У отца был сконфуженный вид.
— Есть люди, которым все кажется недостаточно шикарным, — пробормотал он.
Маленькое сморщенное старушечье лицо прильнуло к оконному стеклу, затем стукнула щеколда, и распахнулась верхняя створка двери. Бабушка была вся закутана в старинную ткань и поэтому походила на мумию; виднелась лишь часть морщинистого закопченного лица. И какая же она маленькая! Но зато у нее темные бархатные глаза, выражающие попеременно то испуг, то радость. И вдруг по щекам старушки потекли слезы, ее дрожащие руки беспомощно простерлись и ухватились за меня; и вид ее руки, дрожавшей на моем плече, подействовал на меня так, что и я заплакал. В это мгновение я полюбил бабушку, и разочарование прошло. Теперь у меня были бабушка и дедушка, как у других детей в книжках,—у тех, которые в случае беды всегда прибегали к ним за помощью.
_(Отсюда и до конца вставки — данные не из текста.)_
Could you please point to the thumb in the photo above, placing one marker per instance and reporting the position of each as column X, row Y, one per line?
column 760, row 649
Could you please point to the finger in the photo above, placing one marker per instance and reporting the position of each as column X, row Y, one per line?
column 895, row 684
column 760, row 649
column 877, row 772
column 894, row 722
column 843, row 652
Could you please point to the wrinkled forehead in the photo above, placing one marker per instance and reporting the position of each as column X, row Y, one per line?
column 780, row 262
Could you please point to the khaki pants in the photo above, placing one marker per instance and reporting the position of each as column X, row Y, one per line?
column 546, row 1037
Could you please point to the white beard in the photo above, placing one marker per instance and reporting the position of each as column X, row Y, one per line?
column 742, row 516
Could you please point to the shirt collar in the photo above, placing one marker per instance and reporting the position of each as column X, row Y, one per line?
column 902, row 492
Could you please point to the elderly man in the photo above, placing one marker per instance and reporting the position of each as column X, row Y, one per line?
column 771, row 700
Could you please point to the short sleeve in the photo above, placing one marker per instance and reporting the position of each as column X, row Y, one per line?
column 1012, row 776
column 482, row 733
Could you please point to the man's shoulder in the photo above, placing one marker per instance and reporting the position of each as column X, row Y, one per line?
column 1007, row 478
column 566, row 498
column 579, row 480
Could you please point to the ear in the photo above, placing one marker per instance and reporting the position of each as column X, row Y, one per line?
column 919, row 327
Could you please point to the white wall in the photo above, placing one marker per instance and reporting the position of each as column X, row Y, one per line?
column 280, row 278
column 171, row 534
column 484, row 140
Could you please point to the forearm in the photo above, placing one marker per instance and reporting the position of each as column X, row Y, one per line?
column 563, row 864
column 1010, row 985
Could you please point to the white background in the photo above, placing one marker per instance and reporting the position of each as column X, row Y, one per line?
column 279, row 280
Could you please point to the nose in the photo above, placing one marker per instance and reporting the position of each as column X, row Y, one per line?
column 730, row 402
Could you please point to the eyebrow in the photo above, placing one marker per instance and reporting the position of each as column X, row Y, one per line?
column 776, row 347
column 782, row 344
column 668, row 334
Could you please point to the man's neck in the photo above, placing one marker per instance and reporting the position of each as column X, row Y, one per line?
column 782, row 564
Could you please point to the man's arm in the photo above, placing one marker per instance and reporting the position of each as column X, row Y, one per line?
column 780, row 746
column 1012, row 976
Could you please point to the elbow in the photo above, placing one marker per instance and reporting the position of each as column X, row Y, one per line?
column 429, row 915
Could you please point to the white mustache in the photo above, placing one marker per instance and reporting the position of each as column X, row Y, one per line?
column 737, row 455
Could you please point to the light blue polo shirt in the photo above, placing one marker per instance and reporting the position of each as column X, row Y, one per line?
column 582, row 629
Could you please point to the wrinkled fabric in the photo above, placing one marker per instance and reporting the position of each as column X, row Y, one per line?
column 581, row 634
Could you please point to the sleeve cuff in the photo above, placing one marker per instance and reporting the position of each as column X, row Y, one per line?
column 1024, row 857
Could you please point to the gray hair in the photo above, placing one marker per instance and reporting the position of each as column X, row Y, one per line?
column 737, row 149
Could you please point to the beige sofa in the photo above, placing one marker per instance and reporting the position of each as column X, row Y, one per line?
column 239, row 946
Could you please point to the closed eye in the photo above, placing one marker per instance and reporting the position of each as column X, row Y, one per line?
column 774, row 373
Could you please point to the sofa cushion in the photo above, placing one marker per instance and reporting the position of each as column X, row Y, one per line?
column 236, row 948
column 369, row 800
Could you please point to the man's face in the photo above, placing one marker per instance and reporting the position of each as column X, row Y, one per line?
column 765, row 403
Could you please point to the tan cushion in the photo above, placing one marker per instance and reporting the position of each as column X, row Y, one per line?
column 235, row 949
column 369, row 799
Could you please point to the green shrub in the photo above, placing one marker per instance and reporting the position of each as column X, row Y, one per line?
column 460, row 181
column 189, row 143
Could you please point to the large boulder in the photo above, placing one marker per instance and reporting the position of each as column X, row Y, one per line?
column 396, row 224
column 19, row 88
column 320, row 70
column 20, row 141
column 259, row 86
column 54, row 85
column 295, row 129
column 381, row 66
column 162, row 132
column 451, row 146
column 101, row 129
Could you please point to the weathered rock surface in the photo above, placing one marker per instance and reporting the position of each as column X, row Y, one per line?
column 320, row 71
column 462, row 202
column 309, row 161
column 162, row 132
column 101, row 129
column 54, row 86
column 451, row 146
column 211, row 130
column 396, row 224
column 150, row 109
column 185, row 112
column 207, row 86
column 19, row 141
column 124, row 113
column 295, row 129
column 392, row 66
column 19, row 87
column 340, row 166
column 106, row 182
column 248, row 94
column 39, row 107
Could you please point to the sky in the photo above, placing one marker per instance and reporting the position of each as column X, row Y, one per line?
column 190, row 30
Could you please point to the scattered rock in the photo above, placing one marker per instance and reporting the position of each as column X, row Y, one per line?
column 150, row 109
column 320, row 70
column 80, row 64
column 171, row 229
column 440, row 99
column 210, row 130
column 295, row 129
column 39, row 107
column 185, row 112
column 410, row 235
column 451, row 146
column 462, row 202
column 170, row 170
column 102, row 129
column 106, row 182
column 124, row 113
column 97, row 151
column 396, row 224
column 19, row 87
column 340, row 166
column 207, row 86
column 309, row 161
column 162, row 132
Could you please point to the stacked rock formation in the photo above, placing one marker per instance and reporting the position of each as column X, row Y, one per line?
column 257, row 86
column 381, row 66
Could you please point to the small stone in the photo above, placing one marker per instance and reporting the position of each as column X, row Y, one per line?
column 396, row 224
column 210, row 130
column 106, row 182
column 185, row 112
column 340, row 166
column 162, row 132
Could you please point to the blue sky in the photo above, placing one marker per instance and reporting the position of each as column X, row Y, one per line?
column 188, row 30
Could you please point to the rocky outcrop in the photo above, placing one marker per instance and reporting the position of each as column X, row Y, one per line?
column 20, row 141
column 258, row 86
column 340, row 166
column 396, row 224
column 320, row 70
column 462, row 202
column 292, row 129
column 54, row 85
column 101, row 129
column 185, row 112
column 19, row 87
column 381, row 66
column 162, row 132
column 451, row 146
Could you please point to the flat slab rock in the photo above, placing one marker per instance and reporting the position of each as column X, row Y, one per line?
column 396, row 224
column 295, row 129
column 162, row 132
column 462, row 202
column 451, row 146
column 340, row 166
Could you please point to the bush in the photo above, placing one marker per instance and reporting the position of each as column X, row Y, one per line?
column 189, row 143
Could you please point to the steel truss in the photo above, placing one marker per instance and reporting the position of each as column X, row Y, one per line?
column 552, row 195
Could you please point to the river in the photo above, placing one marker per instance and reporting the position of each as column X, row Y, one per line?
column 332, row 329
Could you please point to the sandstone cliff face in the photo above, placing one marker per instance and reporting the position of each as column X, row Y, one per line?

Все остальное, чем я наделял их в своем воображении, было нужно мне для того, чтобы конктретнее представлять себе стариков. Я ведь прекрасно знал, что живописный праздничный наряд висел на стене у фотографа и надевался на всех, кто хотел сняться; я заходил к сыну фотографа и сам мог в этом убедиться.
То, что я увидел здесь, оказалось гораздо интереснее. Крыша была такая низкая, что я мог достать до нее рукой, а под стропилами висели разные инструменты— рубанки и прочее. На самой крыше лежали плоские камни и старая негодная борона, чтобы крышу в непогоду не снесло ветром.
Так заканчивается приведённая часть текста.